Web watchdog the Internet Watch Foundation(IWF) has overturned its decision to blacklist and as a result block access to a Wikipediaarticle that was deemed to be hosting an indecent image of a child.

The page, focused on 70s Germanic rock band the Scorpions' Virgin Killer album, featured an album cover with a naked young girl whose genitals were obscured by a crack in the lens taking the shot.

It caused controversy when it launched in 1976 and was replaced in many countries by a less shocking picture of the long-haired all-male band. But the most recent outcry related to calls that the image in question was tantamount to child pornography, causing that area of Wikipedia to be blacklisted by the IWF and resulting in ISPs preventing users from accessing said page.

That ruling has since been reversed.

"The procedure is now complete and has confirmed that the image in question is potentially in breach of the Protection of Children Act 1978. However, the IWF Board has today (9 December 2008) considered these findings and the contextual issues involved in this specific case and, in light of the length of time the image has existed and its wide availability, the decision has been taken to remove this webpage from our list," the IWF said in a statement issued yesterday.

The watchdog added that it would not add further reports of the image in question being hosted abroad to its list, although it did say it will assess additional instances of it being hosted in the UK in line with its usual procedures.

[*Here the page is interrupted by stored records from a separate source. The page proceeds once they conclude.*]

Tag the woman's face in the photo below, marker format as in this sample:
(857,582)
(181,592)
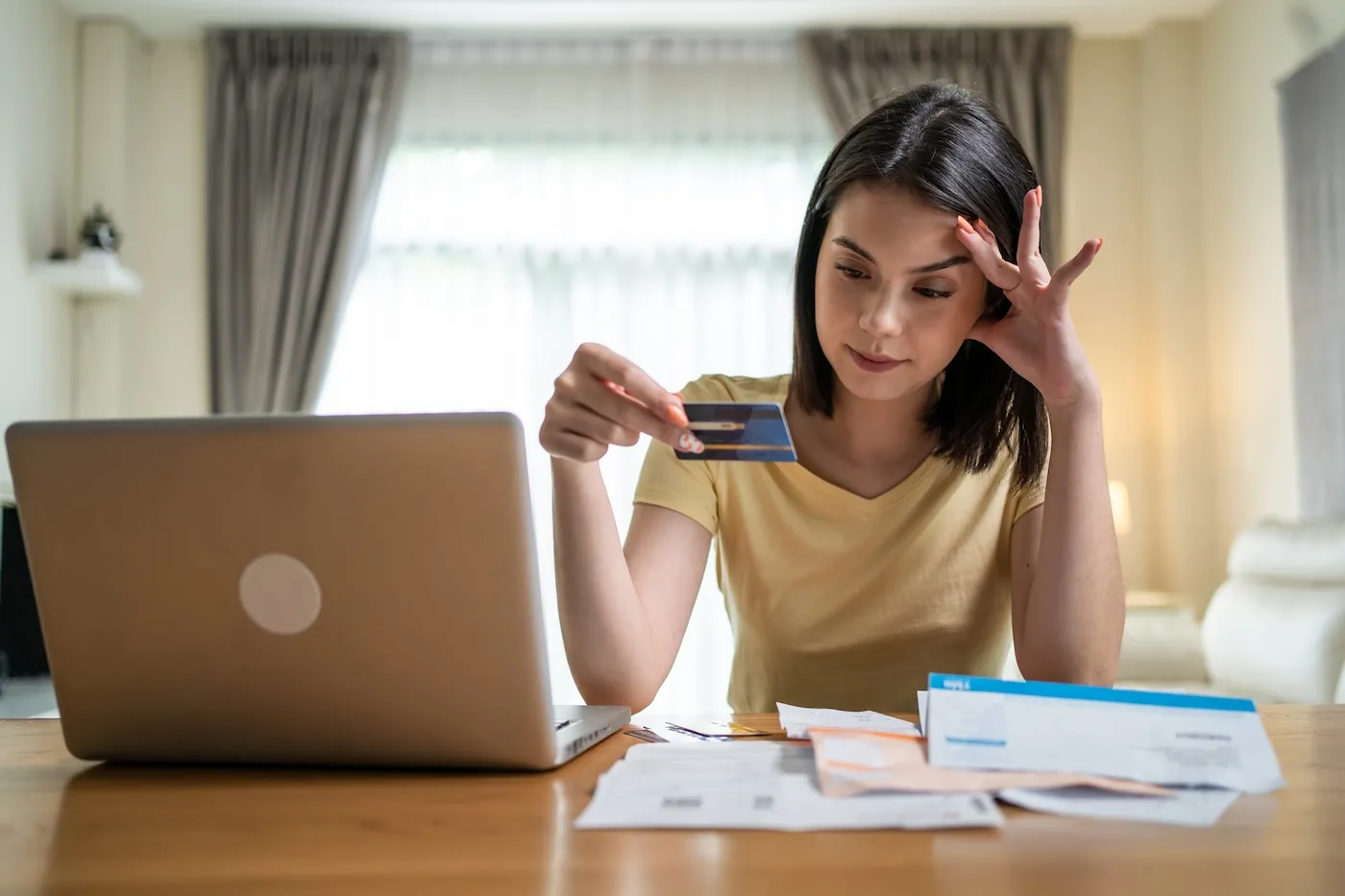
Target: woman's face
(896,292)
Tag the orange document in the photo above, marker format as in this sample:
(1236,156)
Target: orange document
(857,762)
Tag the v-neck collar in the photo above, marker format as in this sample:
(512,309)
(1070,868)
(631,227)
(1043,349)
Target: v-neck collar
(844,498)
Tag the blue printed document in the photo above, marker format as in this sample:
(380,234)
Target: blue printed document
(1181,740)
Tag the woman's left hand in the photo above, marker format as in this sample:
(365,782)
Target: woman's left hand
(1036,338)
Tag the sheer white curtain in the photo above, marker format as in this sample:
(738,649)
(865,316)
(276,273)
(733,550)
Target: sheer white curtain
(646,195)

The statement continued: "IWF's overriding objective is to minimise the availability of indecent images of children on the internet, however, on this occasion our efforts have had the opposite effect. We regret the unintended consequences for Wikipedia and its users."

Naturally, Wikipedia was pleased with the decision to reverse the ruling, which it claimed had blocked more 95 per cent of UK net users from accessing the article in question and hampering widespread editing rights.

The online encyclopaedia has subsequently pointed out that more than a quarter of all editing activity on its English online knowledge base is carried out by UK-based editors.

"We are grateful to the IWF for making this swift decision, and to thousands of internet users from around the world for their outpouring of support," said Sue Gardner, executive director of the Wikimedia Foundation, in a statement.

"Millions of Britons now have access to all of Wikipedia, and volunteers can resume their important editing work. The Wikimedia Foundation greatly admires the work of our volunteers - they care deeply about Wikipedia and are the first responders in dealing with potentially illegal content on Wikipedia."

Despite the ruling u-turn, Wikipedia's protagonists still claimed that the issue raised important questions about how the web and associated censorship of it are governed.

"We recognise the good intentions of internet watch groups, including their focus on blocking and discouraging illegal content. Nevertheless, this incident underscores the need for transparency and accountability in the processes of the Internet Watch Foundation and similar bodies around the world," added Mike Godwin, the foundation's General Counsel, in the statement.

"In the long run, monitoring groups need to develop a public set of 'best practices.' These best practices should, at a minimum, decrease the impact on content found to be lawful, acknowledge the context in which the content at issue occurs, and be maximally transparent both to service providers and to individual users. There should be no false or misleading error messages when online censorship does occur."